Serious doubts are being cast on Airbus Group’s delivery performance regarding the A400M. Last year Tom Enders the Chief Executive for the Airbus Group publicly apologized for the development and production delays in a surprisingly humble announcement. Fast forward to last week at the annual results briefing and it was more or so the same, Enders once again lamented about the development and production troubles affecting the A400M. Airbus Group had only 11 of the planned 23 Atlas airlifters to show for in the fiscal year of 2015 which is two shy of the minimum targeted for the end of the year. To the surprise of no one in the building, the delays were largely due to the test flight crash in May in which four company personnel were killed. That tragedy sparked a temporary fleet-wide grounding that was the culprit for flight testing and delivery schedule set-backs.

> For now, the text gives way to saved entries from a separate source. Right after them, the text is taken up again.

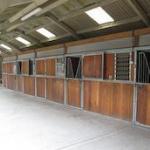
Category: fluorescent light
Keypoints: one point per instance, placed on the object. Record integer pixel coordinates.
(45, 33)
(99, 15)
(5, 47)
(24, 41)
(32, 13)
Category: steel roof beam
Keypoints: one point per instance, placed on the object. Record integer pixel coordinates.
(139, 11)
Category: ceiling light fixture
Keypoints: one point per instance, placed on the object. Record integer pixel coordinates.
(24, 41)
(32, 13)
(45, 33)
(99, 15)
(6, 47)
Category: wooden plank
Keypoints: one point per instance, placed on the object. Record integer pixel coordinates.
(29, 85)
(109, 66)
(19, 83)
(122, 103)
(92, 66)
(73, 93)
(40, 86)
(40, 67)
(10, 68)
(25, 67)
(4, 80)
(51, 67)
(4, 68)
(143, 111)
(11, 82)
(55, 90)
(109, 98)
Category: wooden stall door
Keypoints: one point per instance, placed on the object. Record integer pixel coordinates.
(55, 90)
(4, 80)
(40, 67)
(74, 93)
(92, 66)
(19, 83)
(51, 67)
(111, 99)
(40, 87)
(29, 85)
(143, 108)
(25, 67)
(109, 66)
(11, 82)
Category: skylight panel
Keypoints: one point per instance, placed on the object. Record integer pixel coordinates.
(6, 47)
(45, 33)
(99, 15)
(23, 41)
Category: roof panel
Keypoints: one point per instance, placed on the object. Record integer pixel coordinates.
(145, 5)
(120, 10)
(81, 22)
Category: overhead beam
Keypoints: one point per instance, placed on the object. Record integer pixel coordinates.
(109, 25)
(30, 37)
(139, 11)
(77, 12)
(52, 6)
(62, 25)
(27, 9)
(13, 47)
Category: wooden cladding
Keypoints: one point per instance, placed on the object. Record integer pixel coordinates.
(4, 68)
(29, 85)
(40, 86)
(4, 80)
(109, 66)
(11, 82)
(74, 93)
(55, 90)
(40, 67)
(92, 66)
(109, 99)
(9, 68)
(51, 67)
(20, 83)
(25, 67)
(143, 110)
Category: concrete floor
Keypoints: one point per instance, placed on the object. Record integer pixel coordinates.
(27, 123)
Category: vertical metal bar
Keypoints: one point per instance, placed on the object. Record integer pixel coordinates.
(130, 67)
(35, 74)
(102, 66)
(65, 82)
(134, 113)
(45, 79)
(82, 82)
(115, 72)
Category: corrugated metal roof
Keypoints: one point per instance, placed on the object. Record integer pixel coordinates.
(145, 4)
(120, 10)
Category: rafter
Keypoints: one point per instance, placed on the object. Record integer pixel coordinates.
(139, 11)
(81, 10)
(109, 25)
(63, 26)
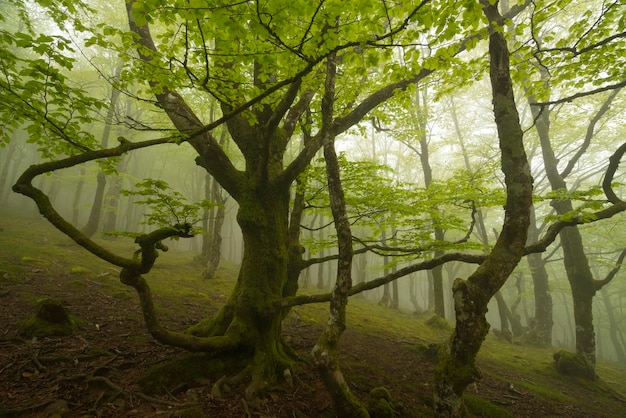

Tom Enders does expect 2016 to be a rebound year with estimated deliveries of at least 20 A400Ms which could be adjusted if the negotiations for the seven European launch nations were to conclude as previously expected last December.The A400M program is under heavy scrutiny and although there has been little indication that the program is under any risk of dissolution due to the delays, Airbus cannot be happy to see France who is one of their partner launch nations turn to a rival in Lockheed Martin to place an order for their KC-130J Tankers.
For now, Airbus can only hope they stay on schedule while their partner nations meet to decide to reduce the production rate or ramp it up. This will have a profound impact on the movement of the production numbers whether that be positive or negative. Enders has promised that there will be “Management and organizational consequences” should the A400M team experience any other hiccups in schedule.